It is no surprise, then, that many financial institutions are rethinking the risk management function. As institutions proceed with risk management discussions, two major themes should be at the forefront:
1. Risk managers must take a more comprehensive and integrated approach toward risk, as causes and effects are becoming harder to distinguish. The boundaries among the traditional categories of risk are becoming less cleat, and the new risk managers must view their mandate as comprehensive risk--full stop.
2. Risk managers must play an active role in shaping their organizations. They can no longer limit their roles to evaluating, approving, and reporting on risk parameters. Instead, risk managers must play an active role in an organization s strategy, culture, people, compensation, and more. They must constantly be thinking ahead about the next hidden risk and assertive about promoting needed changes.
All participants in a firm's risk management activities--senior risk managers; those who hire, oversee, and interact with them; and those who work for or aspire to become a senior risk manager--should continually focus on these themes.
A growing number of institutions have found the need to create a new position of chief risk officer (CRO), who has broad responsibilities for risk oversight. In addition to this senior role, firms are adding risk mangers at other levels to focus closely on specific businesses or risk issues.
As the role develops and expands, the CRO will likely become one of the most senior members of the firm, wielding as much influence as--perhaps even more than--the general counsel, chief financial officer, chief auditor, or head of a key business line.
Herein lies an enormous opportunity and challenge. CROs have the potential to shape the fundamental direction of their organizations. But to fully realize this role, they must think and act differently from before.
Defining Risk
In its simplest definition, risk is the possibility of negative outcomes.

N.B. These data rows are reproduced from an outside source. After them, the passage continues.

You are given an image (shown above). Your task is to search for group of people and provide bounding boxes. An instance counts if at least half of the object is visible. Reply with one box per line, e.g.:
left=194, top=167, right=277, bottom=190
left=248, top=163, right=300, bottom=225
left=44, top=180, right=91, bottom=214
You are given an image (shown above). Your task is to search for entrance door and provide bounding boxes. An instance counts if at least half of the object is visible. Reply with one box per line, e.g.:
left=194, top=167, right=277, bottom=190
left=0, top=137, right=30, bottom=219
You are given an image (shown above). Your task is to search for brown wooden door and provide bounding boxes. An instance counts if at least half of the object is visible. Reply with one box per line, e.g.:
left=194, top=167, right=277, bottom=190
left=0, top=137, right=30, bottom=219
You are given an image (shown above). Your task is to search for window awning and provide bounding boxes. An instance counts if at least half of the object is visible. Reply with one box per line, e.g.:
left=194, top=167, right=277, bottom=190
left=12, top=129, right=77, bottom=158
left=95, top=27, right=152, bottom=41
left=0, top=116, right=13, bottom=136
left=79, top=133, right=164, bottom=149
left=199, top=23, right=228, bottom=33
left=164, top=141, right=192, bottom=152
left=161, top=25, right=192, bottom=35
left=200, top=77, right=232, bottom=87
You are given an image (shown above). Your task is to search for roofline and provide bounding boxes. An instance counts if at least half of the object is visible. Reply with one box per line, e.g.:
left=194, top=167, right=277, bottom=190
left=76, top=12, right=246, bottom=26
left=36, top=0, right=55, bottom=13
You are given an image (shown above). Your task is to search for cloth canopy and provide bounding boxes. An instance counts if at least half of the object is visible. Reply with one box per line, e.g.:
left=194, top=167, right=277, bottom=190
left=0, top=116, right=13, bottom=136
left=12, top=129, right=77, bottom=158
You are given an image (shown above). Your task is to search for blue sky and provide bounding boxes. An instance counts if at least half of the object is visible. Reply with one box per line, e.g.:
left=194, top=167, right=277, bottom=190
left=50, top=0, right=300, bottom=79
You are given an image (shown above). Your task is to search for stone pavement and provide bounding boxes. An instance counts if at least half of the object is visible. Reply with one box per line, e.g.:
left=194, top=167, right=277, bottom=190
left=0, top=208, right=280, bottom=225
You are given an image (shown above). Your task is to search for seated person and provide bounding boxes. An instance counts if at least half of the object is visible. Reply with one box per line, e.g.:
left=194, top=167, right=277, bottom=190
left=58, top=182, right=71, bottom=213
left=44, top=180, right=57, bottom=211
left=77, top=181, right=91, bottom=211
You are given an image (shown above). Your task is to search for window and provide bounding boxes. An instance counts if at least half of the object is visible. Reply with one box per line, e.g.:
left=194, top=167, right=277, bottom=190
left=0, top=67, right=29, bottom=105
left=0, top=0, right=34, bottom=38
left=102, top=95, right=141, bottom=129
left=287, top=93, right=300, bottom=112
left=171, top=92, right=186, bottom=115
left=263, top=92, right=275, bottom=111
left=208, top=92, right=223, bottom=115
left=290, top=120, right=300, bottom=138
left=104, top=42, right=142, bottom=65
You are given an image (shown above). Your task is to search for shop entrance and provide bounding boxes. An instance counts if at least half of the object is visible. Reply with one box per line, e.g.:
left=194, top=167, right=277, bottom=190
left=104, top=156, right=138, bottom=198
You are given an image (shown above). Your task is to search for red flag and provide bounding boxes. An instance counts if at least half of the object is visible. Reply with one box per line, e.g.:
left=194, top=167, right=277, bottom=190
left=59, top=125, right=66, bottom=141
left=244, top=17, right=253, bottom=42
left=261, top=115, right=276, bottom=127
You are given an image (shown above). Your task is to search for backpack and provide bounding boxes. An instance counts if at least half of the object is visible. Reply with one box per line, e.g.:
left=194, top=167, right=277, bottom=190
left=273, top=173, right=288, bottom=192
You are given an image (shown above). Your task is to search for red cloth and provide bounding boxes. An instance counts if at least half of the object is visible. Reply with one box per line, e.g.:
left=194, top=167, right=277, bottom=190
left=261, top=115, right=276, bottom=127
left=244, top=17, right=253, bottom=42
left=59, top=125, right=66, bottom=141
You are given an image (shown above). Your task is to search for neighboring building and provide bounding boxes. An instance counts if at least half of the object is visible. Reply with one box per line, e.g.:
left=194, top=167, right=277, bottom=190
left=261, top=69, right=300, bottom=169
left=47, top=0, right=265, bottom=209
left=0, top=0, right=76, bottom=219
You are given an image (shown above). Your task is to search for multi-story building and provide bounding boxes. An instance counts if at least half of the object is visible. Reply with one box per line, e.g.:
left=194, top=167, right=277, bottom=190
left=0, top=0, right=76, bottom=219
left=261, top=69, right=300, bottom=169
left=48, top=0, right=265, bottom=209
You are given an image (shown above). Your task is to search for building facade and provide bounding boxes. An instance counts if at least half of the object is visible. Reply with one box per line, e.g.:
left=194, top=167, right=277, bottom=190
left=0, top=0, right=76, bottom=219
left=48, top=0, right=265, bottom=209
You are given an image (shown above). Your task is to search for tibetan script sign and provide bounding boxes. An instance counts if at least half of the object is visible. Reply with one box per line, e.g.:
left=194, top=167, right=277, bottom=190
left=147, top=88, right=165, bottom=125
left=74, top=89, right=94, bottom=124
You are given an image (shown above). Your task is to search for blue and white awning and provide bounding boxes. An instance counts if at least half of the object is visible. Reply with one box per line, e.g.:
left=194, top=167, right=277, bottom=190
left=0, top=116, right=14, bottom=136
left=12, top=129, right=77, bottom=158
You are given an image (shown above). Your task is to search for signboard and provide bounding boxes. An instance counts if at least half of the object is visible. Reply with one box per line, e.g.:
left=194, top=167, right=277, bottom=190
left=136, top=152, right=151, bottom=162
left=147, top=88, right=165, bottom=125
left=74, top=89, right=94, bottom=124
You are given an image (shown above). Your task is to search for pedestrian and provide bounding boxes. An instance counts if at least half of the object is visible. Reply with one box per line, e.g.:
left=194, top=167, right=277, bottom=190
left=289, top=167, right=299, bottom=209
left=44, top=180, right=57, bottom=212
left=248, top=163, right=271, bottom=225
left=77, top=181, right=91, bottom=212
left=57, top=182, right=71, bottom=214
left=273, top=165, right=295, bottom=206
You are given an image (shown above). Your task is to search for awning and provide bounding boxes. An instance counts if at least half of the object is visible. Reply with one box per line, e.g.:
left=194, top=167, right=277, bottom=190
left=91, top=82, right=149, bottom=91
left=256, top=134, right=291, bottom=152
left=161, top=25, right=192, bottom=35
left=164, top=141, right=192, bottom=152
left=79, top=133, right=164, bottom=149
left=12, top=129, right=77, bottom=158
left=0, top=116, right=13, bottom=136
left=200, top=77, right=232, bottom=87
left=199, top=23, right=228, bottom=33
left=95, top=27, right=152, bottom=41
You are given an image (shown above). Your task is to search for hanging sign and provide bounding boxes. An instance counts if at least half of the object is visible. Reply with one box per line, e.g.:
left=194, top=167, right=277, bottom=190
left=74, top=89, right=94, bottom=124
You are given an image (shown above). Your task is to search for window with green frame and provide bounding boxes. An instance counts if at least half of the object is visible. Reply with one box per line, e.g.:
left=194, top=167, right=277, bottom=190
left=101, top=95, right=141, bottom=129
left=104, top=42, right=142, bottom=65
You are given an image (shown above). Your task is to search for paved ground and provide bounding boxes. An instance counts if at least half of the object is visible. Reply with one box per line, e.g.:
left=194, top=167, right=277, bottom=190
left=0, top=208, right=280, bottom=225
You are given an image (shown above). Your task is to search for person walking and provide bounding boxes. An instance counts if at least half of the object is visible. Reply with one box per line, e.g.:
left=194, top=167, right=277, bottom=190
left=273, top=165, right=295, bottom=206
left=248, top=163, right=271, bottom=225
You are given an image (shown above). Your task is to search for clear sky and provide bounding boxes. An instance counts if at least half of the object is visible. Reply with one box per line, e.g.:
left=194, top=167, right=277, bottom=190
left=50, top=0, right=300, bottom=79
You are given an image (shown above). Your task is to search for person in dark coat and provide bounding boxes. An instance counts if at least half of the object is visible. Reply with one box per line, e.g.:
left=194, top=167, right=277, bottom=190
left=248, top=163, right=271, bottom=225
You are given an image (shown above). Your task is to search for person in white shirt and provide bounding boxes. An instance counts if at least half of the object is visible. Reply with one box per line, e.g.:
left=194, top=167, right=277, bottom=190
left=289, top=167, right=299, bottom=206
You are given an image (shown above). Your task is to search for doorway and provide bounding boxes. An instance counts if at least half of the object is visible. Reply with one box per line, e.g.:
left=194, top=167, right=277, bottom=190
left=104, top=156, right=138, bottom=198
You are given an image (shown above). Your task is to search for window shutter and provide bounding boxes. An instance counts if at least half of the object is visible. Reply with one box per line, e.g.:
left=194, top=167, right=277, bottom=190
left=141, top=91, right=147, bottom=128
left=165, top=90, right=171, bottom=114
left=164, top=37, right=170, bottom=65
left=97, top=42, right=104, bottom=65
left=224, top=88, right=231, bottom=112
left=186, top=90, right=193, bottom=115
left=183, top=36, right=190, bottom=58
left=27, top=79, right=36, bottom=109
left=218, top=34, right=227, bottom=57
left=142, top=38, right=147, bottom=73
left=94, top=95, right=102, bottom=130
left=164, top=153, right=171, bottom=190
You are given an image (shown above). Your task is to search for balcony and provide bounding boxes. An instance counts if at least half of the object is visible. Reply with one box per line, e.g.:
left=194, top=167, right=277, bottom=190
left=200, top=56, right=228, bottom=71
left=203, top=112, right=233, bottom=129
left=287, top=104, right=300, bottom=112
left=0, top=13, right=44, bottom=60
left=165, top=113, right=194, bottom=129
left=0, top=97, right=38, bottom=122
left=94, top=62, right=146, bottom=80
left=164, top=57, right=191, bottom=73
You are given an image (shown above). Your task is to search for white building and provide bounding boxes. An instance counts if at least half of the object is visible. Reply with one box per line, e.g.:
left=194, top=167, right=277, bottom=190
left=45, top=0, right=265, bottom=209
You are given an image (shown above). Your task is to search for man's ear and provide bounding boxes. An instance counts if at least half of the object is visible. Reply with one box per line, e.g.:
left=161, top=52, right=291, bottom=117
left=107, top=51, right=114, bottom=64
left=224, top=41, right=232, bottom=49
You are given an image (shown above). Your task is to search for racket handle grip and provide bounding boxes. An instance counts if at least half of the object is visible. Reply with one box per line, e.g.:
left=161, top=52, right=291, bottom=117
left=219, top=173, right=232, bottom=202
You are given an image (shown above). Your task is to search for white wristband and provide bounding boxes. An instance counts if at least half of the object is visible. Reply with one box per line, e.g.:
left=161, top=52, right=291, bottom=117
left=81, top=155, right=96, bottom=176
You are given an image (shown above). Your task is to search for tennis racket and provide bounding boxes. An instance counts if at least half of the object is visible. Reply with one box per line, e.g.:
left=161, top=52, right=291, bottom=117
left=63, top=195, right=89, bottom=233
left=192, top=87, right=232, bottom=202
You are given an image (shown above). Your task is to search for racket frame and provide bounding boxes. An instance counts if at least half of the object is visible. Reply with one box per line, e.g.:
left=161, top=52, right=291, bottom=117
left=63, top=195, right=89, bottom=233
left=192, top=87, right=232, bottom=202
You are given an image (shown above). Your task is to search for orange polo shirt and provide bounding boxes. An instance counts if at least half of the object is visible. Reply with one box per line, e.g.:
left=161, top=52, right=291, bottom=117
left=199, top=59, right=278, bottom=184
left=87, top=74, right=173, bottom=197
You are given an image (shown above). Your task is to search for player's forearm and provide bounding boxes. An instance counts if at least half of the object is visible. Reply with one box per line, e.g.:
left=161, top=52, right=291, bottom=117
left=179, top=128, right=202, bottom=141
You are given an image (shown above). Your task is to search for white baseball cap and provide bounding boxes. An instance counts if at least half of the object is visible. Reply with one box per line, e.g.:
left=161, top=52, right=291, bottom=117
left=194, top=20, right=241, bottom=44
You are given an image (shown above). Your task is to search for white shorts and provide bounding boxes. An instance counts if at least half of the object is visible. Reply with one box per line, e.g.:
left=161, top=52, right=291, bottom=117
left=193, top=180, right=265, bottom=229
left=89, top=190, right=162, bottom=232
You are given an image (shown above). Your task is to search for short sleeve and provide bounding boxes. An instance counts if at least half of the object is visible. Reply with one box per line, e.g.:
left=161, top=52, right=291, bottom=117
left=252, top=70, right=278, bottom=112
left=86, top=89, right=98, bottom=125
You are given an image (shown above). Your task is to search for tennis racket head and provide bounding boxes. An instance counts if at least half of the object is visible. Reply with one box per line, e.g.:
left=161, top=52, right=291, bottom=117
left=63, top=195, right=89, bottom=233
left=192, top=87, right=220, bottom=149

All businesses intentionally seek and want to assume certain risks. These are often thought of as core business risks. If firms manage these risks well, they can earn superior returns for their shareholders.

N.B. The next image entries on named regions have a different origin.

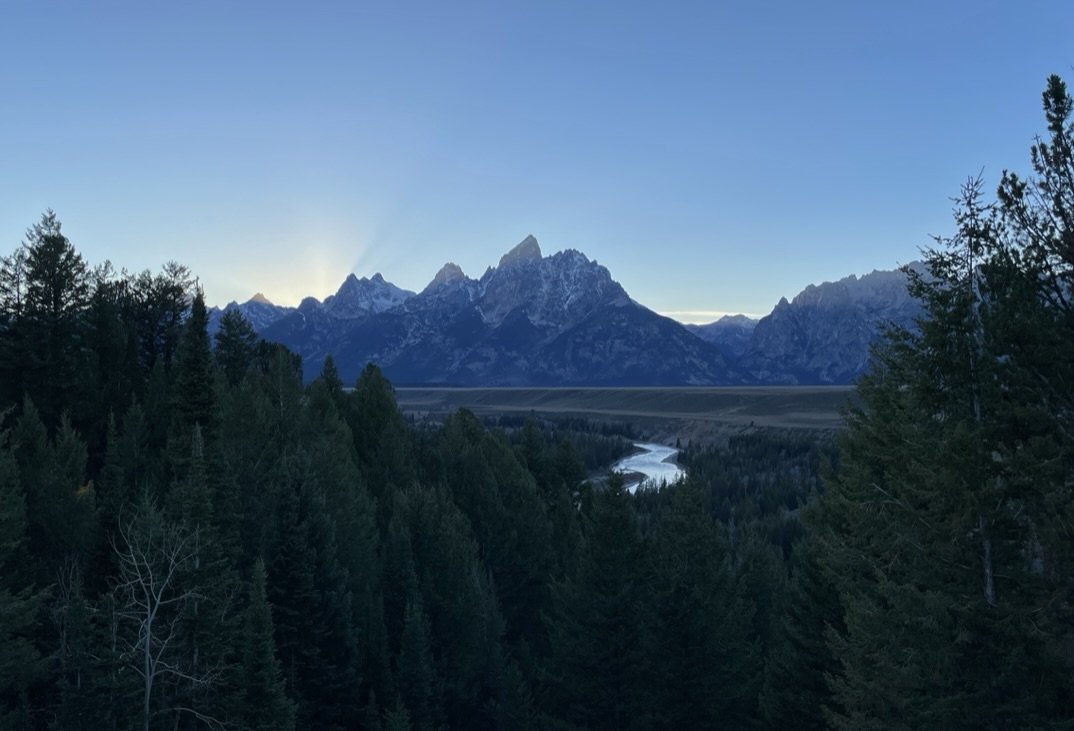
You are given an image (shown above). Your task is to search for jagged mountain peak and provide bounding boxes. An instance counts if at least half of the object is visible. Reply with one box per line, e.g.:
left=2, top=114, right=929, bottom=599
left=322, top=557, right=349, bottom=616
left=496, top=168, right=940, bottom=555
left=323, top=272, right=413, bottom=318
left=432, top=262, right=466, bottom=284
left=499, top=234, right=541, bottom=268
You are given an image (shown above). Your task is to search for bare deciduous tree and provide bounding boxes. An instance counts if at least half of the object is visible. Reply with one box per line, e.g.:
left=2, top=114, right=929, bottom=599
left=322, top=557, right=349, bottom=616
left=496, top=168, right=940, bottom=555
left=113, top=505, right=222, bottom=731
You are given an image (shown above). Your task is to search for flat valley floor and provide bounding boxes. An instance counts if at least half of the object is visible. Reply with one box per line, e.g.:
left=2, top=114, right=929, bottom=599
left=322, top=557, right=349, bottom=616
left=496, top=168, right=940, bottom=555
left=395, top=385, right=854, bottom=440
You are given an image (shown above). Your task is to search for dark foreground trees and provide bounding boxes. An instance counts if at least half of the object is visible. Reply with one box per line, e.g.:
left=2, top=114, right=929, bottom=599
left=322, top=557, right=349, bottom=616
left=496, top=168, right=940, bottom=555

But the pursuit of core business risks can expose firms to other unanticipated risks. Large losses can result, whether from extreme market movements, customer defaults, weakness in processes, controls, and technology, or a panoply of other factors. Unwanted risk can reside in all parts of an organization and at all levels. It matters less to shareholders whether a loss results from one form of risk or another. A loss is a loss. Risks are frequently interrelated. Some problems fit easily into the traditional categories of credit, market, legal, operational, liquidity, and others. Some problems result from multiple risks.
Defining Risk Management
A possible definition for risk management, then, is the effort to create and oversee the necessary people, technology, processes, and other tools to mitigate unexpected problems. It can, however, mean different things to different people.
* To some, risk management is the use of "traditional" insurance products to manage such problems as business interruption, fraud, health costs, injuries, and property and casualty risk.
* To many, it is the application of derivatives and other transactions to mitigate risks relating to fluctuations in interest rates, currencies, equities, commodities, and other markets.
* To others, it means protecting an institution from market risk, credit risk, and operational risk related to core business activities.
* To others still, it is the process by which risks are self-insured, financed, or transferred.
Risk management means all these things and more--thus, the overall question of the role of the risk manager. Risk management means the management of any potential problem that can affect a business franchise. This can include many issues and problems: strategy, markets, credit deterioration, political instability, people, culture, technology, process, inadequate controls, laws, regulations, external events and many other areas. The risk manager is charged with overseeing and managing this entire "galaxy of risks."